A celebrare questa riappropiazione la suggestiva “Un Monastero per la città.
Il complesso dei Benedettini tra passato e futuro”, la singolare mostra
fotografica che ha inaugurato tre giorni di lavori e studi organizzati dalla
Facoltà di Lettere e Filosofia del nostro ateneo in omaggio a Giuseppe
Giarrizzo, proprio uno dei rari “genii loci” che a partire dagli anni ’70
si era personalmente impegnato per riconsegnare una struttura cardine
dell’intera isola al sapere e alla fruizione.
Lungo la peripatetica
passeggiata nel Corridoio della Presidenza della facoltà di Lettere e Filosofia
dove la mostra è allocata si snodano così le tappe fotografiche - assai
suggestive le immagini di Antonello Caniolo - di un trascurato prima di
un durante alacre ma assai prolungato e di uno luminoso adesso. La
storia in mostra è quella di un recupero - affidato al genio di un utopista
realista, l’”eutopista” Giancarlo De Carlo (poi supportato dalla preziosa
collaborazione degli architetti Antonino Leonardi, Sebastiano Lisi e Rosangela
Lamagna) - lungo e travagliato, le tappe di un cammino verso un spazio quasi
interamente ridiventato sede e fucina di sapere.
La mano di De Carlo - certamente
lontano dallo sguardo comune di vedere l'architettura
isolata dal contesto - è così riuscita a legare lo splendido barocco
alle soluzioni architettoniche più avanzate, le preesistenze archeologiche e
architettoniche e le stesso colate laviche alle modernissime e funzionali
strutture logistiche: un intervento privo di mera ricerca estetica o tecnologica.
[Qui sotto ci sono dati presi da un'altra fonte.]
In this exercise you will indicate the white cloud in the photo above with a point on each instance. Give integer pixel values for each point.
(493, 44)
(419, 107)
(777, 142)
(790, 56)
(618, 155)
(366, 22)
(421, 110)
“Un grande progettista un filosofo dell’intervento sul territorio -
ci dice proprio l’architetto Lamagna - con particolare attenzione nei
confronti dell’architettura contemporanea e della ristrutturazione
dell’antico nei rapporti col nuovo.”
I grandi pannelli a colori del
Monastero attuale si alternano così a quelli in bianco e nero, testimonianza di
una struttura ancora da “restituire”alla città: le imponenti mura
sbrecciate, assalite da una vegetazione rigogliosa ma soffocante, i corridoi
offesi da scritte e slogan, i cantinati abbandonati, adesso funzionali
biblioteche, la brulla bellezza del Giardino dei Novizi ora arioso passeggio, la
compostezza antica dei chiostri restituita al suo splendore settecentesco:
insomma l’itinerario della riconquista di quella “sede - come l’ha
definita il Rettore Ferdinando Latteri - prestigiosa e funzionale per gli
studenti e i docenti delle facoltà umanistiche, luogo culturale di assoluto
rilievo a disposizione della città e delle sue istituzioni, patrimonio
architettonico ed urbanistico da tutelare e valorizzare”.